Fischbach. Er kennt die Urzeiten des Lebens. Evolution ist seine zweite Heimat. Der Fischbacher Klaus-Dieter Weiß ist Paläontologe und Mineraliensammler aus Leidenschaft. Bereits als Zwölfjähriger stand Weiß mit seinem Vater an der Grube Messel, buddelte im Garten und wenig später in den regionalen Mittelgebirgen nach Fossilien, Mineralien und Zeugnissen der Vorfahren. Mit einem selbstgebastelten Plakat demonstrierte er für den Erhalt des heutigen Unesco-Welterbe am Sprendlinger Horst, die Grube Messel. "Ich habe damals das beste Bettlaken aus dem Schrank meiner Mutter geholt und mein erstes Urzeitpferdchen draufgemalt", erinnert sich Weiß.
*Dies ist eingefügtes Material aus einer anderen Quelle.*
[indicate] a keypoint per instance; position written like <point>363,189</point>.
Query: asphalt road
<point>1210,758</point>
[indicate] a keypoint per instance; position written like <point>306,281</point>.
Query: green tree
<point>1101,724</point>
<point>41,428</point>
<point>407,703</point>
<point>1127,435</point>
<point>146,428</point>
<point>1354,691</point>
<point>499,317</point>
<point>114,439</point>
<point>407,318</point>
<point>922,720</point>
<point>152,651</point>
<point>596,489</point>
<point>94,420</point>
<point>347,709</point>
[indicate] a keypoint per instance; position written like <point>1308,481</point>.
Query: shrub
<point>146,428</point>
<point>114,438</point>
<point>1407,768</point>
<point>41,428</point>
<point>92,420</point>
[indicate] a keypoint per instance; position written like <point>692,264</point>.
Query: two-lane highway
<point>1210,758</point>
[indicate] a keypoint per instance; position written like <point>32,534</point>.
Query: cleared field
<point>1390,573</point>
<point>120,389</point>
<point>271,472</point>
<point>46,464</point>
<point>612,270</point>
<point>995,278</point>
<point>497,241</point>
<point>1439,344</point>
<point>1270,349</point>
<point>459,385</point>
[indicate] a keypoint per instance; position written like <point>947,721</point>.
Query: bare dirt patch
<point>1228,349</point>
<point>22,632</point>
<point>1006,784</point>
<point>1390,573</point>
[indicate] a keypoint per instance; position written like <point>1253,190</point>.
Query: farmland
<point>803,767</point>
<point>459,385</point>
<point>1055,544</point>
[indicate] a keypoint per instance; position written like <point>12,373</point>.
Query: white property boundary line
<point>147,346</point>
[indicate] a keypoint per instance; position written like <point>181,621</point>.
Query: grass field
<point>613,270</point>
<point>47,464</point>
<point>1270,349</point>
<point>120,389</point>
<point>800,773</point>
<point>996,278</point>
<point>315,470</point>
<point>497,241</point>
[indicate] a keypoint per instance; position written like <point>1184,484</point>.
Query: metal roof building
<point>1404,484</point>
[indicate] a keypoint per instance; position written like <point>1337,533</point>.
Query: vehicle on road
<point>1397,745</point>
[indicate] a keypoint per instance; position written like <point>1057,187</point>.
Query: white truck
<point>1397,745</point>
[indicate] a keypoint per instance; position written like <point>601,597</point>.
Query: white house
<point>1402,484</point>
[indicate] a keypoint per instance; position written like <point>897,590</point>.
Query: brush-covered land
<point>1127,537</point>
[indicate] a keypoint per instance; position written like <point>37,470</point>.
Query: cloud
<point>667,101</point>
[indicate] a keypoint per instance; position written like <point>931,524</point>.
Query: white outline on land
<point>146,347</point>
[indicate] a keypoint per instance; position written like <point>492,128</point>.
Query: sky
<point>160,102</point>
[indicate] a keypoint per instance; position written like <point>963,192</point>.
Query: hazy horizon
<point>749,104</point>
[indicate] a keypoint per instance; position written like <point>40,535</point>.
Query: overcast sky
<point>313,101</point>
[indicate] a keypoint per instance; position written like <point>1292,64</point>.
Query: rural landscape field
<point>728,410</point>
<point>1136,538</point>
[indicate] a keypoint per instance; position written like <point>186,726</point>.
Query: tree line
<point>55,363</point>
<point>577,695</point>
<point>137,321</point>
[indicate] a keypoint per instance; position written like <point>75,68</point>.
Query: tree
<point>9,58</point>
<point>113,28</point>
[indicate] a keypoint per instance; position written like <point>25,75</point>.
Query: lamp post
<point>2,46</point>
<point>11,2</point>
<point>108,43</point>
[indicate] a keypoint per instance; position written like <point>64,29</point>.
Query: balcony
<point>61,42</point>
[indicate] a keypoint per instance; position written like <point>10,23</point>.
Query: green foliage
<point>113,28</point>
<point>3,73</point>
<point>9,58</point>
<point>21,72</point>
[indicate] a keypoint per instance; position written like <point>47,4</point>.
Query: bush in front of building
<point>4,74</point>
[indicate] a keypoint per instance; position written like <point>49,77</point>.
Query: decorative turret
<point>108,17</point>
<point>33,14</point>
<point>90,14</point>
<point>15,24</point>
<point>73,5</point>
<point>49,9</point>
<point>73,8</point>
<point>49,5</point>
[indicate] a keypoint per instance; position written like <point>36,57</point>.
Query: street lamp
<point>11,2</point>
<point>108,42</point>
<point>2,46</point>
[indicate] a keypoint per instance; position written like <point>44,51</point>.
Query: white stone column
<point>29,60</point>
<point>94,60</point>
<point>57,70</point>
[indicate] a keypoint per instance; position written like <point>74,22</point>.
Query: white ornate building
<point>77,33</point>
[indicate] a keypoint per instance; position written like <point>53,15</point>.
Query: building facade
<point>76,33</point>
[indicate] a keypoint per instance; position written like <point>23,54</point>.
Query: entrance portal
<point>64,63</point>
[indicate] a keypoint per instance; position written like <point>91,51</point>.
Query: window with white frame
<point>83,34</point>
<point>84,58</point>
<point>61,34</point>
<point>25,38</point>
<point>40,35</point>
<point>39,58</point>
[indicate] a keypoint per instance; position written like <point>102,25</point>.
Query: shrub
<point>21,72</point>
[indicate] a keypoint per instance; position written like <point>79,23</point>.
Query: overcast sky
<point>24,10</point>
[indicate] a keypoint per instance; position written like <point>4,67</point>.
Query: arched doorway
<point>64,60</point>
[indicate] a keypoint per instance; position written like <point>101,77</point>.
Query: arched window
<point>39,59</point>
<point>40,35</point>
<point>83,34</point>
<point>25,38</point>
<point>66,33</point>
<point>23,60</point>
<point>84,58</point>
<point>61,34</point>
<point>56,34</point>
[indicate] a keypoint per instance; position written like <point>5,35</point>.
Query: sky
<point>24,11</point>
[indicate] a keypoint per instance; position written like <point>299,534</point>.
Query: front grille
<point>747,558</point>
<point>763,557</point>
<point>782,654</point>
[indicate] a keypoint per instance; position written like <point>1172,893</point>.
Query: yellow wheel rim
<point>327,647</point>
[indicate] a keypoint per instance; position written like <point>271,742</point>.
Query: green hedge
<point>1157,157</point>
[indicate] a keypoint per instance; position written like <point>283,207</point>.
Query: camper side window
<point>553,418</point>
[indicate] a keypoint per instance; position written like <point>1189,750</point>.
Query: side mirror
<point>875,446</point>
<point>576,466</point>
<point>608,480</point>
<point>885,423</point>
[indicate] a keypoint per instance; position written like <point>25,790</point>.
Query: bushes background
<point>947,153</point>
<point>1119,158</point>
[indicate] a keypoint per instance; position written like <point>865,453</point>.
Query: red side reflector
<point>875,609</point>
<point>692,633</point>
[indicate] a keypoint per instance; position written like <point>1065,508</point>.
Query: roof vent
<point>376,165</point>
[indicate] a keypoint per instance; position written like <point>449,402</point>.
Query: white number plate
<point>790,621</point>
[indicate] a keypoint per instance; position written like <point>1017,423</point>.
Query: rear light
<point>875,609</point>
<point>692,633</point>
Heute ist er geschätzter Experte unter Fachleuten, kennt Forscher, Professoren und Gleichgesinnte rund um den Globus. Unzählige Funde gehen auf die Grabungen des Fischbachers und seiner Freunde zurück. Letztere kommen im Verein "Palaeo-Geo" zusammen, der 2004 zum Wissensaustausch und zur Informationsweitergabe, gerade an junge Menschen, gegründet wurde.

Fischbacher Museum weiterhin geschlossen

Auch haben die Eheleute Weiß ein Fossilien-Museum auf ihrem Grundstück in Fischbach neben dem Wohnhaus. Dort gibt Weiß Führungen für Jung und Alt, zeigt versteinerte Urprädatoren, Quastenflosser und Panzerfische. Derzeit ist das Museum jedoch aufgrund der Auflagen um die Covid-19-Pandemie geschlossen.

Der Verein "Paleo-Geo" ist von 28 auf rund 100 Mitglieder gewachsen. Weiß ist Vorsitzender und schätzt den guten Zusammenhalt. Die paläontologischen Erfolge und Fundstücke seien auch auf die Arbeitsgruppe um Vize-Chef Hubert Schöggel, Andre Boland, Birgit Bender und andere Mitglieder zurückzuführen. Dank gebühre seiner Ehefrau Elisabeth, die längst diese Passion teilt.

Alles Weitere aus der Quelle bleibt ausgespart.